Per raggiungere lo scopo, i ricercatori hanno esposto gli smart speaker Google Home Mini di prima generazione, Apple Homepod di prima generazione, Harman Kardon Invoke con a bordo Microsoft Cortana e gli Amazon Echo Dot di seconda e terza generazione a 125 ore di dialoghi controllati e replicabili presi da diverse serie TV di Netflix. Tutti i dispositivi erano inseriti in un ambiente controllato, in cui era presente una videocamera per rilevare l’attivazione degli smart speaker, un microfono per individuare la risposta a eventuali ordini involontari e un wireless access point per registrare tutto il traffico di rete tra i dispositivi e Internet.
I primi risultati ci dicono che nessuno speaker registra in maniera continuativa, ma la media delle attivazioni accidentali si aggira tra 1,5 e 19 volte al giorno (inteso come 24 ore). I dispositivi col maggior numero di attivazioni sono risultati essere l’Apple HomePod e l’Harman Kardon Invoke con Cortana, seguiti dall’Amazon Echo Dot seconda serie, dal Google Home Mini e dall’Amazon Echo Dot di terza generazione.
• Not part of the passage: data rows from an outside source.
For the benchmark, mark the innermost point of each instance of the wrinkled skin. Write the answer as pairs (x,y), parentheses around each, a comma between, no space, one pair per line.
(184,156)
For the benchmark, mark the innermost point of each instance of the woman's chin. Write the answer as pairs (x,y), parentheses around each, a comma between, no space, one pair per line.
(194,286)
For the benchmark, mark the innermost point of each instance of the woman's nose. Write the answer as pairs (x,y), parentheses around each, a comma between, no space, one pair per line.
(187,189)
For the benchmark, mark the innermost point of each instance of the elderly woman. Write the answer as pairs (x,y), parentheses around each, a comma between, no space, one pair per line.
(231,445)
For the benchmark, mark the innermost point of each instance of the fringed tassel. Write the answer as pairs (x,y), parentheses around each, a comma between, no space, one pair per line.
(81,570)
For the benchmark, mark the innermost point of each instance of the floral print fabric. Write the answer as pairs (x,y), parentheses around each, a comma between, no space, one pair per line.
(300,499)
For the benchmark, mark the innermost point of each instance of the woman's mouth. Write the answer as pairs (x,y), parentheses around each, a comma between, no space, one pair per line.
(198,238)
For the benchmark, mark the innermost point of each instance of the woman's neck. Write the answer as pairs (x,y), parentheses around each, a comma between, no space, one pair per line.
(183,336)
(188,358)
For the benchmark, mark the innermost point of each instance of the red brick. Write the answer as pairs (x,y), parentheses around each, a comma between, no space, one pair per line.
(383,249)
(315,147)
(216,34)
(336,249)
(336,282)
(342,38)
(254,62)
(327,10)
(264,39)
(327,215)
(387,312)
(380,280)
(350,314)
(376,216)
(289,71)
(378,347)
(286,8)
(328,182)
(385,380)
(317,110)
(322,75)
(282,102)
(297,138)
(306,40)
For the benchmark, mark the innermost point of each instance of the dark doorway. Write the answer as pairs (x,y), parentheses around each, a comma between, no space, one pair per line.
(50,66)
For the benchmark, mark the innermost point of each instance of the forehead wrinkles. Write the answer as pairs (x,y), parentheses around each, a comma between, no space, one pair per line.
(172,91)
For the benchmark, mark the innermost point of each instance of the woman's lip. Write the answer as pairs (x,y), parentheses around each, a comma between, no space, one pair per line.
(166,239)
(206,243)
In ogni caso nessuna delle attivazioni si è rivelata consistente, ossia ripetibile con prevedibilità. “Ciò potrebbe essere dovuto a una certa casualità nel modo in cui gli altoparlanti intelligenti rilevano le parole di attivazione, oppure al fatto che gli altoparlanti intelligenti siano in grado di apprendere dagli errori precedenti e cambiare il modo in cui rilevano le parole di attivazione”, spiegano sempre i ricercatori.
In generale inoltre, non ci sono state serie TV che non hanno mai causato attivazioni. Ogni serie TV ha causato almeno un’attivazione in ogni smart speaker e le due che ne hanno causate di più in assoluto (Una mamma per amica e The office) contengono mediamente una maggior quantità di dialoghi, cosa che sembrerebbe indicare, almeno in parte, che il numero di attivazioni sia correlato con la quantità di dialoghi. In ogni caso, tutte le attivazioni sono state abbastanza lunghe da poter registrare accidentalmente brani di conversazioni sensibili, con la durata minore dell’attivazione che ha raggiunto o superato i 6 secondi, fino a raggiungere un tempo compreso tra i 20 e i 43 secondi, da parte dell’Amazon Echo Dot di seconda generazione e dell’Harman Kardon Invoke.